Originally Posted by
Widgets
I'm not saying Delta is right-sizing CVG to stop pro-union employees from organizing.
I'm saying that it looks better to slowly get CVG's numbers down over 6 years (retirements and transfers out while not hiring in) than it does to gut CVG immediately and much more harshly 6 years ago. The ongoing action makes Delta look as pro-labor as an un-unionized company can be. Delta held off lay-offs, encouraged benefitted retirement, is giving preference to impacted employees for transfers, and is offering to help impacted employees relocate easily.
I hear occasional talk about unions from airport customer service, flight attendants, and pilots, but I've never heard pro-union ACS conversations--just FAs and pilots. I'm not saying some ACS people want to be unionized; I'm just saying that I bet any effort by the IAM would fail miserably in today's culture. When the IAM tried getting the FAs onboard last year, I began noticing subtle (and blunt) marketing toward ACS employees against unions. I think Delta's being successful so far at keeping unions away from ACS. Whether I think that's good or bad, I won't say.

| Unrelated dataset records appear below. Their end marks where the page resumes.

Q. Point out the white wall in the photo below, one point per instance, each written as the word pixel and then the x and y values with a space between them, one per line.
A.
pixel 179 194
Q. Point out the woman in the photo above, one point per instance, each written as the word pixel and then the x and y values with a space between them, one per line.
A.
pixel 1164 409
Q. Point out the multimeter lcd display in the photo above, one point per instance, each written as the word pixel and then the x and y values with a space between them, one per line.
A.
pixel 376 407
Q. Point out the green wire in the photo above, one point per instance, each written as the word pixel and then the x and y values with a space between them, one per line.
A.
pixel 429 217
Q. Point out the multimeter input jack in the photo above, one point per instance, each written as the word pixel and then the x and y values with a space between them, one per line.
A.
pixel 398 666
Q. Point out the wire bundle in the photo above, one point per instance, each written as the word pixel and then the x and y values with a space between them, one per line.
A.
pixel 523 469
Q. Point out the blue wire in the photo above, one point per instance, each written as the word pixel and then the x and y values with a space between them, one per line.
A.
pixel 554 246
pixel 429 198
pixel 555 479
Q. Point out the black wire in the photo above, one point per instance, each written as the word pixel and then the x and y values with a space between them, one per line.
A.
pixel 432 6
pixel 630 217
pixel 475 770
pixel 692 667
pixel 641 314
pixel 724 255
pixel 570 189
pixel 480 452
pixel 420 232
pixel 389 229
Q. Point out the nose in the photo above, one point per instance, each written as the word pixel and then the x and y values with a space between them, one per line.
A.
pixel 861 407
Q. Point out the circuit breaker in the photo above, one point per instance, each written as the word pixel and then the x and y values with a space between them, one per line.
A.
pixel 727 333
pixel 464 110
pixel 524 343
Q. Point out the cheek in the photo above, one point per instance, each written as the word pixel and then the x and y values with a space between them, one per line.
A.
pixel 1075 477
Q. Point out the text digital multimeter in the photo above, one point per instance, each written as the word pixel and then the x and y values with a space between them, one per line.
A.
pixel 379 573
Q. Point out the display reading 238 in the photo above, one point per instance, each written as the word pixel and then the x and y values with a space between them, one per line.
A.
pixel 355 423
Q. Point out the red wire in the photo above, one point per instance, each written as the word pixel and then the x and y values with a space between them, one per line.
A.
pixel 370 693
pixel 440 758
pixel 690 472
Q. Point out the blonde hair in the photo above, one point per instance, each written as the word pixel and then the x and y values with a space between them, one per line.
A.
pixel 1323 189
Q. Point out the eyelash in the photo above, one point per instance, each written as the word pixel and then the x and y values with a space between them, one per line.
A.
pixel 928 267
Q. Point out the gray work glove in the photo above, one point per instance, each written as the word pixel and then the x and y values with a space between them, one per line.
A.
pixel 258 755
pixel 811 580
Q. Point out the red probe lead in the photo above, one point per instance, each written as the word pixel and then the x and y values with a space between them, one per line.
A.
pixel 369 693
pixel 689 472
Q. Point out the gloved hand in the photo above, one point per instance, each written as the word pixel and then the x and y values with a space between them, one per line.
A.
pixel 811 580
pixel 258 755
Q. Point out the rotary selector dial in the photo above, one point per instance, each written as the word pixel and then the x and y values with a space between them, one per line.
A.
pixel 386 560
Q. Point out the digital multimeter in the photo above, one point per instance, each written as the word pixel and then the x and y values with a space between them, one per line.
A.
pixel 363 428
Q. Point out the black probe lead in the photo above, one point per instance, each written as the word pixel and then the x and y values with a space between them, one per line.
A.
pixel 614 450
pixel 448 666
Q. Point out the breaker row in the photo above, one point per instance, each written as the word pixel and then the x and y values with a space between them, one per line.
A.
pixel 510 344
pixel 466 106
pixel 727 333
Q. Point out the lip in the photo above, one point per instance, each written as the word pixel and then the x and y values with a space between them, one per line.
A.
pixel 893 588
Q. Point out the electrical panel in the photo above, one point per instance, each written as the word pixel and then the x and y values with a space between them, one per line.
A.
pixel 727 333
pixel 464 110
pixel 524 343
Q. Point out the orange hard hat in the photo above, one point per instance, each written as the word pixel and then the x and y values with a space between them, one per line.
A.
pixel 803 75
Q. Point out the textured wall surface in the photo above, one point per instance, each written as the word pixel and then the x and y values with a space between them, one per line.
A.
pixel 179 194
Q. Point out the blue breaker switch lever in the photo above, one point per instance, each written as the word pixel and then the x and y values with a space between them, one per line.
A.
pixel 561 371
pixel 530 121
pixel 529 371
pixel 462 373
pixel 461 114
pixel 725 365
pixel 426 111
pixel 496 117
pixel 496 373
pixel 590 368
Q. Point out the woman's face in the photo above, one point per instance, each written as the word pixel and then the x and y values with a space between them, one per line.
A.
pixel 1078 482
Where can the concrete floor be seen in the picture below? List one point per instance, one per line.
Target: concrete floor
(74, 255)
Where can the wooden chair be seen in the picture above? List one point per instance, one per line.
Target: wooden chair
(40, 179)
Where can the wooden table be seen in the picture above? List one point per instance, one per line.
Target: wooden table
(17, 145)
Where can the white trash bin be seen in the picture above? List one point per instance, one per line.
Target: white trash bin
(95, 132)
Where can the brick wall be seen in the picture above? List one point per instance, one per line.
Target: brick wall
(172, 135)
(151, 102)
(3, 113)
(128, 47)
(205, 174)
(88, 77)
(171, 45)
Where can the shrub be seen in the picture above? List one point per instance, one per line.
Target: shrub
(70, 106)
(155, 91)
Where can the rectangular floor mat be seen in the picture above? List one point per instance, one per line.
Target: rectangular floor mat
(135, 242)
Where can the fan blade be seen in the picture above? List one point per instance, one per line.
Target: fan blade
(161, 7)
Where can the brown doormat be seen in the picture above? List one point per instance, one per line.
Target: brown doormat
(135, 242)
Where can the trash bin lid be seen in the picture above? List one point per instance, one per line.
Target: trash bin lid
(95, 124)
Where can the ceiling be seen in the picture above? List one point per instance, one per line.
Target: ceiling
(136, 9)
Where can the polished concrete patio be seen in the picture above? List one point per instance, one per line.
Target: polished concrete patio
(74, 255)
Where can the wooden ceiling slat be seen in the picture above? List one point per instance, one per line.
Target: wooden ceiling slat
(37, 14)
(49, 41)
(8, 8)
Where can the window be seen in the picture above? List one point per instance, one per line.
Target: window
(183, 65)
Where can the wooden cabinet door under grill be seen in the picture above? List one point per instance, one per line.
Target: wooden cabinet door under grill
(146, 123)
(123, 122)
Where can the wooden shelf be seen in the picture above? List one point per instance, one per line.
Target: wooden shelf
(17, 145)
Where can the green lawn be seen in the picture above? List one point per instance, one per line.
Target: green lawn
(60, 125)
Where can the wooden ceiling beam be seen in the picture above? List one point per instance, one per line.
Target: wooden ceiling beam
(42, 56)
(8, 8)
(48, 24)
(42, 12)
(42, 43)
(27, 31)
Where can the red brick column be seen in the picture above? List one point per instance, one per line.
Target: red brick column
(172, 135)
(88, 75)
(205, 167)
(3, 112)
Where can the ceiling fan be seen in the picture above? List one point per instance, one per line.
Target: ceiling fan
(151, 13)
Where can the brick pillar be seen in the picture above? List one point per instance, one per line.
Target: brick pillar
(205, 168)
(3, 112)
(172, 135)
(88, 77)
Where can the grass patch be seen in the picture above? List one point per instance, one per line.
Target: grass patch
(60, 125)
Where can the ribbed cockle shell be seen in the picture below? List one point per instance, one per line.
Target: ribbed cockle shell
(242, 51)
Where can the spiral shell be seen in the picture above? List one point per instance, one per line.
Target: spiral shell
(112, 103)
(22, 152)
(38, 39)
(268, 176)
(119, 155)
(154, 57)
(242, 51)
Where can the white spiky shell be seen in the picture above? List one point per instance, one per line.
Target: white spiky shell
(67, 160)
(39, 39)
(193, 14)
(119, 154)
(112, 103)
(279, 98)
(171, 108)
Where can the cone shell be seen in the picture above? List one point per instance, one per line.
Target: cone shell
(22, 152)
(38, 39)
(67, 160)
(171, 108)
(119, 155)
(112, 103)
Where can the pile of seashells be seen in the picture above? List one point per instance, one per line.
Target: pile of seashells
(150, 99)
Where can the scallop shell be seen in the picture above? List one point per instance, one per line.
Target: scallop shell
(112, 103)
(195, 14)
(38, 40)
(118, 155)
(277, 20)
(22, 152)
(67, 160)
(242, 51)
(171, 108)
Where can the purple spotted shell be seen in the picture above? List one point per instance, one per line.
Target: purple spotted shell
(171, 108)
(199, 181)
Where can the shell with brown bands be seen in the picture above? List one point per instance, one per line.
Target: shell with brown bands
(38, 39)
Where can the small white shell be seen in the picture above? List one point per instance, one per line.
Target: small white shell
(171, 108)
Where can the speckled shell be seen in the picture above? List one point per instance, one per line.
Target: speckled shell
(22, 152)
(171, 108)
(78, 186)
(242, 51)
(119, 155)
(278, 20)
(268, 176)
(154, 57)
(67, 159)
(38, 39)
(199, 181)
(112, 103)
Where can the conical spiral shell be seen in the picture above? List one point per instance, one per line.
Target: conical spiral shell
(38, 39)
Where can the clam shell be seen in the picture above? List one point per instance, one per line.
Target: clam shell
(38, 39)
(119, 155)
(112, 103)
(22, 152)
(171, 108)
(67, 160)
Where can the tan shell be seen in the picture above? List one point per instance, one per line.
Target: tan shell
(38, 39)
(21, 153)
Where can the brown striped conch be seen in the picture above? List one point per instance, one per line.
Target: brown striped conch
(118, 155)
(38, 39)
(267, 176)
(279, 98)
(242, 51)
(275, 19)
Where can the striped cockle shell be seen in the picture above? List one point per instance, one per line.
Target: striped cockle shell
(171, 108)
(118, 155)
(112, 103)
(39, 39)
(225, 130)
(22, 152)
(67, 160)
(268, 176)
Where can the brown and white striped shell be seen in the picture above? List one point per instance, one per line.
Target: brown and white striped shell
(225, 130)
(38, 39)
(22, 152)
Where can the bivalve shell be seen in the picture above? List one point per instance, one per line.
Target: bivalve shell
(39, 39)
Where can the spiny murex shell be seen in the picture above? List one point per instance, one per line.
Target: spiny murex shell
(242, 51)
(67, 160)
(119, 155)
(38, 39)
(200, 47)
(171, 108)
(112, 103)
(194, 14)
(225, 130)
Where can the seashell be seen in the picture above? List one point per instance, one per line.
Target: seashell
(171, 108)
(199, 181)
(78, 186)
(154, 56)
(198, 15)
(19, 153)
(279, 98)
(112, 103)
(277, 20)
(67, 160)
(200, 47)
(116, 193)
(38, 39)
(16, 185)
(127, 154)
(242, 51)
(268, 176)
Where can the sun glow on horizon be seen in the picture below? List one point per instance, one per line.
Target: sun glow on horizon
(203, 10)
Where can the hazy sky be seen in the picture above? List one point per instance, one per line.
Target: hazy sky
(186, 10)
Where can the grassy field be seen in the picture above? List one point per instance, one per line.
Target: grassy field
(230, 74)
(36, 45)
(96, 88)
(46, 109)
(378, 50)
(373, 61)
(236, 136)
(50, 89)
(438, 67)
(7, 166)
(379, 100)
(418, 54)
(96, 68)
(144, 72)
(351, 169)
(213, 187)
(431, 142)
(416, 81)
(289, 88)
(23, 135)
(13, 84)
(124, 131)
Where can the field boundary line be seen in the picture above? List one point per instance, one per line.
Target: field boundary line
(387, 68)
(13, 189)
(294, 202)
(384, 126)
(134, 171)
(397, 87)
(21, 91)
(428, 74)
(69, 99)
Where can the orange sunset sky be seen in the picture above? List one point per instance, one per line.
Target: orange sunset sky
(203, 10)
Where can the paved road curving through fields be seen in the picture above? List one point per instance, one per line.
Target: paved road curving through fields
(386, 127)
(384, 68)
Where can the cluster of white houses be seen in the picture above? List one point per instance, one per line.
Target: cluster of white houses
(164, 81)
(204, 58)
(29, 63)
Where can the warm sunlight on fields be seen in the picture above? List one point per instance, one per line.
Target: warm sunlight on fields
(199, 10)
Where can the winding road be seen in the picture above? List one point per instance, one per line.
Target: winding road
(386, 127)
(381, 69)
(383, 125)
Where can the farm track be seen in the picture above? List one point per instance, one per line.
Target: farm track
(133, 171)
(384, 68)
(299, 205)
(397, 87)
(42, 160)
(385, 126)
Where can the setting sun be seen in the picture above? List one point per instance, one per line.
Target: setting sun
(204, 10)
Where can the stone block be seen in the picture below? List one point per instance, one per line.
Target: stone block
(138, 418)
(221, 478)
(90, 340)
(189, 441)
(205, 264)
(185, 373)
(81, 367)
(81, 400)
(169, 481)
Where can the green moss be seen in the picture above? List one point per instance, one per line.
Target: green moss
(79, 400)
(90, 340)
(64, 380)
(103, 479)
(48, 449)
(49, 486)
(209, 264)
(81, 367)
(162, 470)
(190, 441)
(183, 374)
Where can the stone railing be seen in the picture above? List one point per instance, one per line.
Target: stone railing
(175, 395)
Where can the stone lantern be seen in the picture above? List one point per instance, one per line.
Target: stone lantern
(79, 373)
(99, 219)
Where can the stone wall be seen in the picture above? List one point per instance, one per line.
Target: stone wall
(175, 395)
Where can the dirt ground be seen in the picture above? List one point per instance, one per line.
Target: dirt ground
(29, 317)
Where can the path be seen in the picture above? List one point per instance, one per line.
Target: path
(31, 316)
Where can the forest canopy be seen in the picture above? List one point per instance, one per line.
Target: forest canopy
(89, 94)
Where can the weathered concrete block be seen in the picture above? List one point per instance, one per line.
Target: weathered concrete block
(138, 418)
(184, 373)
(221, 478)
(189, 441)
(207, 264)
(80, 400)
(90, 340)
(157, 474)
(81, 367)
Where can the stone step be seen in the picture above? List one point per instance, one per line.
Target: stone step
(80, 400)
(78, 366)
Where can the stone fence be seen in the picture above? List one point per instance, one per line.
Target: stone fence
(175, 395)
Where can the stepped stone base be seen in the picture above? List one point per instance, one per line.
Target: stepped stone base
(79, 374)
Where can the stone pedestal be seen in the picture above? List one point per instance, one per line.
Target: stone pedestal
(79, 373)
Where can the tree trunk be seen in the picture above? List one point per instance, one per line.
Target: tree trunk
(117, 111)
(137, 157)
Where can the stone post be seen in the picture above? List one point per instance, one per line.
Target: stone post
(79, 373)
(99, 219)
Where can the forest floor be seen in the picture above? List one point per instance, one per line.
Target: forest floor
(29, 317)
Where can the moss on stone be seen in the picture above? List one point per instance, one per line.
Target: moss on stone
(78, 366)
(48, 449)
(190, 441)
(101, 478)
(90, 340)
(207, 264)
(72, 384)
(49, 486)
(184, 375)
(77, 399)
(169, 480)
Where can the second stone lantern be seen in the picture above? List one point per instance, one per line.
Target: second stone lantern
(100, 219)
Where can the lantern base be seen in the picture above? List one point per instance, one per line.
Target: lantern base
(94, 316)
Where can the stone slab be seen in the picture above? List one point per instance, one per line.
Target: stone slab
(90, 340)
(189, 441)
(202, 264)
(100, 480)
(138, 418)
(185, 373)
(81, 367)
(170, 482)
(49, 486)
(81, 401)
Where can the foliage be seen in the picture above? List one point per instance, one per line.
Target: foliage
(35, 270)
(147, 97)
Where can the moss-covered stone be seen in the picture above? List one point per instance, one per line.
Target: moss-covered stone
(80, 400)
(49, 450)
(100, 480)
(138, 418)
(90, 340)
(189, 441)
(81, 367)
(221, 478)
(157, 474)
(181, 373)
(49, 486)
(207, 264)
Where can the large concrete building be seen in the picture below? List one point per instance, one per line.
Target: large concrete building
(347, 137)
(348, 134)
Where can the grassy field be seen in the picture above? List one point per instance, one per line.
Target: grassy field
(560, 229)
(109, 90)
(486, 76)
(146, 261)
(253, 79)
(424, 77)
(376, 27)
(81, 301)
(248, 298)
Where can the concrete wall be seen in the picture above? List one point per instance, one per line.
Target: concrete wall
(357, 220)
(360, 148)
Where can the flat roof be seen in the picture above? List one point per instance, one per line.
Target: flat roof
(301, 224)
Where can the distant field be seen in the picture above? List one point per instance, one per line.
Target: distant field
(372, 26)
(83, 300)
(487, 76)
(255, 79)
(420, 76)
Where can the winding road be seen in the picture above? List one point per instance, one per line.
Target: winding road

They DID do significant reductions 6 years ago. If you do a search you will see they laid-off 800+ when they reduced CVG down to about 170 daily flights back in 2010. Obviously, there have been additional flight cut backs since that time. So they likely went from being slightly overstaffed back then, to more significantly so more recently and didn't see the natural attrition they were expecting to. Seems to me you are trying to read way too much into this. The cuts are rather modest compared to past staffing cutbacks.